In recent years, the study of the influence of nanoparticles (NPs) on the environment has attracted much interest as nanotechnology is becoming the key technology of the future generation. The comparative studies on the effects of macro- and nanosized copper oxide (CuO) on plants rarely cover the state and behaviour of CuO in the soil–plant system. This work considers the transformation of CuO in Haplic Chernozem depending on the degree of dispersion and its toxic effects on spring barley (Hordeum sativum) growth. To investigate the transformation of the studied particles of metal oxide in the soil and plant, both chemical method of analysis and synchrotron radiation X-ray powder diffraction, X-ray absorption near-edge structure spectroscopy (XANES) and X-ray absorption fine-structure spectroscopy (EXAFS) were used. It was shown that CuO NPs underwent a stronger transformation due to the high reactivity of smaller particles. The Cu mobility was observed to increase within the soil profile as confirmed by the model pollution experiment. This is mainly due to the formation of complex forms of metal with organic matter. A dose of 300 mg/kg of macro- and nanosized CuO did not significantly affect the development and productivity of spring barley. The effect of high doses of macro- and nanosized CuO (2000 and 10,000 mg/kg) had a negative impact on the growth of spring barley. The application of nanosized CuO had a greater toxic effect than the macrosized CuO on the plants. The XANES and EXAFS data revealed that CuO NPs accumulated in the soil and plants. The linear combination fit shown that Cu atoms, incorporated into the plants, have environment typical of CuO. This indicates a high environmental risk when soil is contaminated with CuO NPs compared with its arrival as CuO.

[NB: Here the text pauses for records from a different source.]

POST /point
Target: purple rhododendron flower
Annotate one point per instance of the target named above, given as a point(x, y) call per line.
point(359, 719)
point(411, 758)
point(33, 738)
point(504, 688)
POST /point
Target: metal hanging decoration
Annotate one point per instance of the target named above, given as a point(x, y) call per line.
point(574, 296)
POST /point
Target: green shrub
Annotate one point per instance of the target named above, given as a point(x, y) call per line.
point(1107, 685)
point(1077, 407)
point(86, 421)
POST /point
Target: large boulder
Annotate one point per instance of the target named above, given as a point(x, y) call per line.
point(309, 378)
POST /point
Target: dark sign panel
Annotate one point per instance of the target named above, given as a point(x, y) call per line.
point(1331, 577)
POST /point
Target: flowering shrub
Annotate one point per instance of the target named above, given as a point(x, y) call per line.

近年来，随着纳米技术成为下一代的关键技术，对纳米颗粒（NPs）对环境的影响的研究引起了人们的极大兴趣。宏观和纳米级氧化铜（CuO）对植物的影响的比较研究很少涵盖土壤-植物系统中CuO的状态和行为。这项工作考虑到CuO在Haplic Chernozem中的转化取决于分散程度及其对春季大麦（Hordeum sativum）的毒性作用。） 生长。为了研究研究过的金属氧化物在土壤和植物中的转化，化学分析方法和同步辐射X射线粉末衍射，X射线吸收近边缘结构光谱（XANES）和X射线吸收精细分析使用结构光谱法（EXAFS）。结果表明，由于较小颗粒的高反应性，CuO NPs发生了更强的转化。如模型污染实验所证实的，在土壤剖面内观察到了铜迁移率的增加。这主要是由于金属与有机物形成了复杂的形式。300 mg / kg的宏观和纳米CuO剂量并未显着影响春spring米的发育和生产力。大剂量和大剂量CuO的影响（2000和10，000 mg / kg）对大麦的生长有不利影响。纳米尺寸的氧化铜对植物的毒害作用大于大尺寸的氧化铜。XANES和EXAFS数据表明，CuO NPs在土壤和植物中积累。线性组合拟合表明，结合到植物中的Cu原子具有典型的CuO环境。这表明，当土壤被CuO NPs污染时，与以CuO形式进入土壤相比，存在较高的环境风险。